一人娘だったので、庄屋さんは目に入れてもいたくないほど可愛がっていたのですが、最近は何となく元気がなくなり、顔色も青ざめてきたのです。
医者に見せても病気ではないというし、娘にどこか具合が悪いかときいても首を横に振るだけです。

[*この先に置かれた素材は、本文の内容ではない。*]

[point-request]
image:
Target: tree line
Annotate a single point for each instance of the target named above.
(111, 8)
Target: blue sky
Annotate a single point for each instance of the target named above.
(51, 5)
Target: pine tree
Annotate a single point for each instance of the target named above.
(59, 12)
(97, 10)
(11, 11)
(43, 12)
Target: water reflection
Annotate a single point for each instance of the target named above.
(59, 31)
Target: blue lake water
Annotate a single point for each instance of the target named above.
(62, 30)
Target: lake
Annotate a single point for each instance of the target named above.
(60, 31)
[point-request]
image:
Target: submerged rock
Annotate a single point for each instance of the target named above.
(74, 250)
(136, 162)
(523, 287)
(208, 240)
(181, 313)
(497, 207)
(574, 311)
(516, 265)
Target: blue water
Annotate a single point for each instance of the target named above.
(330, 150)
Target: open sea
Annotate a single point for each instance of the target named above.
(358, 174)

こまった庄屋さんは、町の巫女(みこ)に娘の事をみてもらいました。
すると巫女は、
「これは、カッパに見こまれて術をかけられているのでしょう。えらい坊さまなら、道切り(みちきり)の呪文(じゅもん)でカッパをつかまえられるでしょう」
と、いうので、庄屋さんは村に飛んで帰り、古いお寺のえらい和尚(おしょう)さんに道切りの呪文を頼みました。
和尚さんは、
「カッパが人間の女に心を寄せるなど、とんでもない事だ。こらしめてやりましょう」
と、さっそくカッパのいる川で道切りの呪文をとなえ始めると、川の水がみるみるへりはじめたのです。
そして和尚さんは、大声でさけびました。
「庄屋の娘の術を解き、二度と人間に悪さをしてはならぬ。明日の朝までに約束する証文(しょうもん)を持ってこないときは、川の水をからしてしまうぞ!」
すると川の底から、苦しそうな声が聞こえてきました。
「悪かった。明日の朝まで待ってくれ」
その日からカッパにかけられた娘の術がとけて、元気な美しい娘にもどりました。
次の朝、和尚さんが山門に出てみると、一巻のカッパのわび証文がおいてあったそうです。
今も高畠町糠野目(たかはたちょうぬかのめ)のある寺には、このカッパのわび証文が残されているという事です。